Uns wurde vorgeworfen, wir wären der„verlängerte Arm der Sowjetunion und des Weltkommunismus“, denn unser engster Alliierter, die USA, war gegen die Zuerkennung. Außerdem wurde uns vorgeworfen, dass insbesondere die europäischen IPPNW-Sektionen gegen die Hunderte von US-Atomminen und Atomraketen an der deutsch-deutschen Grenze protestierten. Wir klärten auf, dass im Fall eines Krieges die Vernichtung unseres deutschen Vaterlands in Ost und West die Folge sein würde, zumal auch in der DDR sowjetische Raketen stationiert waren. Wegen unserer Proteste wurden wir der antiamerikanischen Propaganda und Schwächung unserer Abwehrbereitschaft angeklagt, obgleich wir ja gegen sämtliche Atomwaffen waren, nicht nur gegen die amerikanischen. Die Verunglimpfungen, die wir erhielten, waren leider auch in den Medien, und sehr speziell gegen mich, da ich mich mit vielen großen Reden besonders einsetzte. Es gab glücklicherweise auch mutige und kluge Politiker, wie Bundespräsident Richard von Weizsäcker (der mir später das Bundesverdienstkreuz verlieh und mir auch später in Briefen seine volle Zustimmung aussprach), Willy Brandt und Bundesaußenminister Hans-Dietrich Genscher, die uns brieflich gratulierten. Für mich persönlich war unser Engagement zur Verhütung eines Atomkriegs und unser Widerstand gegen eine Zwangsausbildung aller deutschen Ärzte zur „Erlernung der Triage bei massenhaftem Anfall von Atombombenopfern“, die innerhalb von maximal zwei Minuten stattfinden müsse, nicht nur aus ethischen, sondern auch aus christlichen Gründen intolerabel und deshalb abzulehnen. Die Medien und leider auch manche Ärztekammern haben uns beschuldigt, wir würden ärztliche Hilfe ablehnen! Später erkannte alle Ärzteschaft, dass die Beschuldigungen falsch und unsere Ansichten richtig waren. Im Jahr 2007 erhielt ich die wichtigste Auszeichnung, die die deutsche Ärzteschaft zu vergeben hat: Bundesärztepräsidenten Prof. Hoppe hat mir auf dem Deutschen Ärztekongress in Kiel die Paracelsus-Medaille verliehen. Mein Anti-Atomwaffen-Engagement geht auch heute noch weiter, nun auch als aktives Mitglied der 2017 ebenfalls mit dem Friedensnobelpreis ausgezeichneten Internationalen Organisation zur Abschaffung aller Atomwaffen (ICAN- International Campaign to Abolish Nuclear Weapons), die eine „Tochter-Organisation“ der IPPNW ist. Auch diesmal war ich als einer der ICAN-Vertreter und Ehrenvorstandsmitglied der IPPNW in Oslo dabei.

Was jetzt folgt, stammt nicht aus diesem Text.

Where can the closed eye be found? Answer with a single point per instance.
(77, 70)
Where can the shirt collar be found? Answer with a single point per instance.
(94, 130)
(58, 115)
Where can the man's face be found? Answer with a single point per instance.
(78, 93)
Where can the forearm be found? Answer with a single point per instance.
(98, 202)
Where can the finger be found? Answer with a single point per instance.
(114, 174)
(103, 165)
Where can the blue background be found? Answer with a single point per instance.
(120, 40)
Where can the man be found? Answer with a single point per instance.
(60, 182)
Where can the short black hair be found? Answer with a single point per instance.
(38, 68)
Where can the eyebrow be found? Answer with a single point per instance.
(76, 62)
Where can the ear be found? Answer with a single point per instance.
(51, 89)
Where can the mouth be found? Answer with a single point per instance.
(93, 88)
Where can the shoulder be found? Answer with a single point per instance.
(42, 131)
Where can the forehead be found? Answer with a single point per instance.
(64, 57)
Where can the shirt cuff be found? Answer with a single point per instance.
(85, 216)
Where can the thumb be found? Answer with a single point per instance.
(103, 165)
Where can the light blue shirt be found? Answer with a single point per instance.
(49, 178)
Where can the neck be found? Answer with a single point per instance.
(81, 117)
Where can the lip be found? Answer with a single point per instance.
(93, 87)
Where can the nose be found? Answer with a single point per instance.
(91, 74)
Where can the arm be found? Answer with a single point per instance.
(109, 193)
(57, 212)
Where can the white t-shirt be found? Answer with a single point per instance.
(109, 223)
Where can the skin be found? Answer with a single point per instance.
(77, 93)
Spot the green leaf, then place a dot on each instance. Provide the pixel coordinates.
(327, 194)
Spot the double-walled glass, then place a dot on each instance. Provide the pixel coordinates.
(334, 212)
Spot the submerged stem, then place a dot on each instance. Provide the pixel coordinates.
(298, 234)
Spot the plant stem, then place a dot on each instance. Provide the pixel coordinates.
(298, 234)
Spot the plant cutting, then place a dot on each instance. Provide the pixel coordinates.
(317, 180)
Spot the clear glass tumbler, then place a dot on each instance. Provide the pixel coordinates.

Für die heutige Jugend stellt der Klimawandel sicher eine vergleichbare drohende Katastrophe dar wie der Atomkrieg in den frühen 1980er Jahren. Wie sehr besorgt machen Sie selbst die Folgen der Klimakrise, die ja auch die DGIM immer wieder thematisiert hat, zuletzt etwa auf dem Internistenkongress?

Wie alle vernünftigen Menschen bin ich sehr besorgt und blicke hoffnungsvoll auf die bald beginnenden energischeren Maßnahmen der Ampelkoalition, in der die Grünen mehr Einfluss haben werden. Auch die internationale IPPNW setzt sich global für eine Reduzierung der CO2- Entstehung und für den Erhalt der grünen Natur ein.

Gibt es etwas, das Sie jungen Medizinerinnen und Medizinern, die am Anfang Ihres Berufslebens stehen, aus Ihrem enormen medizinischen wie auch sozialen Erfahrungsschatz heraus mitgeben wollen?

Lasst Euch durch die lästige Bürokratie Euren so schönen Beruf nicht schlecht machen, und vergesst nie, dass der Mensch nicht nur aus Körperorganen besteht, sondern auch aus Seele. Erhebt nicht nur eine Organbezogene Anamnese, sondern führt, wenn immer möglich ein ruhiges Gespräch, um seelische Ursachen oder wichtige andere Mitursachen zu entdecken und in die Therapie zu integrieren – und engagiert Euch für Frieden, zum Beispiel in der IPPNW.

Erlauben Sie uns zum Abschluss noch eine ganz persönliche Frage: Wie haben Sie Ihren 95. Geburtstag verbracht?

Wir haben unser Glück und die Harmonie in unserer großen Familie mit unseren sechs Kindern und deren Ehepartnern bei einem leckeren Mittagessen in der Wohnung unseres ältesten Sohnes gefeiert. Mit unseren zwölf Enkelkindern werden wir im Frühling nachfeiern. Ich habe eine dankbare Rede gehalten, in der ich Gottes Hilfe nicht vergessen habe.